Hue begins humbly and easily enough. Indeed the first couple of hours or so go by really smoothly as you encounter one puzzle room after another, with the goal always being to enter door A and exit door B, sometimes with a key to find in between. It’s the variety of obstacles and well, puzzles, in these rooms that becomes increasingly impressive and challenging as you proceed, with new elements like boxes, spike traps, lasers, trampolines, balloons, and other such things getting introduced at a steady and refreshing rate. The goal remains the same as you go from wielding your first color to your final, eighth one — get Hue out of the room and don’t take any damage (one hit kill kind of game) in the process. You can restart a room instantly if you desire and the game seems to constantly save your progress in the background as you go from room to room.
So what exactly are you doing within the rooms? Well, Hue’s main feature is using the colors to change the background of the game world which then also makes any object of the same color disappear. This disappearing act is not only from visual site though, the object literally does not exist anymore when you change to that color. So say for example you had a box you needed to move past a rock. The box is orange, the wall is purple, the only way to get the box past the purple wall is to use the color wheel to change the background to purple which makes the purple wall suddenly irrelevant and you can walk right on through.
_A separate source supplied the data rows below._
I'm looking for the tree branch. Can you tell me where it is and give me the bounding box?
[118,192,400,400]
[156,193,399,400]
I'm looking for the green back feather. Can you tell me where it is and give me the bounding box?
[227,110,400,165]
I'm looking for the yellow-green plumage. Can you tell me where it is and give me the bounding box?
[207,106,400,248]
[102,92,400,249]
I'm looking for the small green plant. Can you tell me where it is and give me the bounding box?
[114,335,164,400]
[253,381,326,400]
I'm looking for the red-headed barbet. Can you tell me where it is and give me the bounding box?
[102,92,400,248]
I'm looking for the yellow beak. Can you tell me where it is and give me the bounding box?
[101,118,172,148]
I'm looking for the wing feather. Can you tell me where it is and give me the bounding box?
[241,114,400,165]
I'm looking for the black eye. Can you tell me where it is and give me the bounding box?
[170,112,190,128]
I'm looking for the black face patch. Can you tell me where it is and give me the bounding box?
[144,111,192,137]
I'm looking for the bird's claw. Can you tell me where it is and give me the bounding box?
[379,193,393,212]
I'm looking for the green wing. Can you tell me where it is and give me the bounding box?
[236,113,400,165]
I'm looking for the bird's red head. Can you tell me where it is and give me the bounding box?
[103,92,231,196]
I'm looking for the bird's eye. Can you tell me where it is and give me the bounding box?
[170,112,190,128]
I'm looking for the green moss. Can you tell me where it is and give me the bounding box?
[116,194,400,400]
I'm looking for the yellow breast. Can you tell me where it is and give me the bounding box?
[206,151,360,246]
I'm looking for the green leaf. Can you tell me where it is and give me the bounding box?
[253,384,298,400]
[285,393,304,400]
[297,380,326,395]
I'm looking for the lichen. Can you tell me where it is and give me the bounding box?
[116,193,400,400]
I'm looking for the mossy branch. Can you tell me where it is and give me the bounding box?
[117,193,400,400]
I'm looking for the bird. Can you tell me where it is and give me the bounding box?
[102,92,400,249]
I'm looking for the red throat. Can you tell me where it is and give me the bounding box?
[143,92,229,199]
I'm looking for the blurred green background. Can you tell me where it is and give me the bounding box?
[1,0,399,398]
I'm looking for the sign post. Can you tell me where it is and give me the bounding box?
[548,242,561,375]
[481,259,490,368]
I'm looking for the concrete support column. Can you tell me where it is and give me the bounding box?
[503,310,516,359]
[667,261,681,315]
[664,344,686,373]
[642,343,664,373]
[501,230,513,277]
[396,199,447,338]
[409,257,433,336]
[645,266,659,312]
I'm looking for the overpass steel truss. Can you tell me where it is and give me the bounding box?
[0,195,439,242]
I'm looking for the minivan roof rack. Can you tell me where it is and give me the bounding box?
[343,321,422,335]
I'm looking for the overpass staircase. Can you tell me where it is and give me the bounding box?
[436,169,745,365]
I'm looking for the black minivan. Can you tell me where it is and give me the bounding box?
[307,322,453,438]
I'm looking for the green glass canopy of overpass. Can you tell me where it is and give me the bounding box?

As you can quickly surmise, this color shifting is used to great effect with a impressive variety of traps and jigsaw puzzle and platforming-based puzzles. Typically, timing is not a major issue in that there is no time limit, the music is fittingly calm, and you don’t need twitch reflexes to get through, but indeed the opposite is true at times as well.
For me, the puzzles ramped up in difficulty at a pretty smooth rate. At first I was clearing rooms rapidly, with each more challenging room having a logical outcome that I could predict and work through in relatively short order. This was pleasing and rewarding, but eventually I got to a point where a single room was taking a minimum of fifteen minutes or so and, as is typical with me and physics puzzle games, my play sessions began to shrink. Such is the case with Hue and where I am at in the game now. From what I can tell from the Map which you can view at anytime in the pause menu, I am most of the way through and overall it’s been enjoyable.
In sum, Hue presents an accessible, familiar, yet unique-enough experience that is absolutely worth checking out if you’re a fan of this genre. I would even suggest that if you got burned out by similar games that got too hard too fast to give Hue a chance.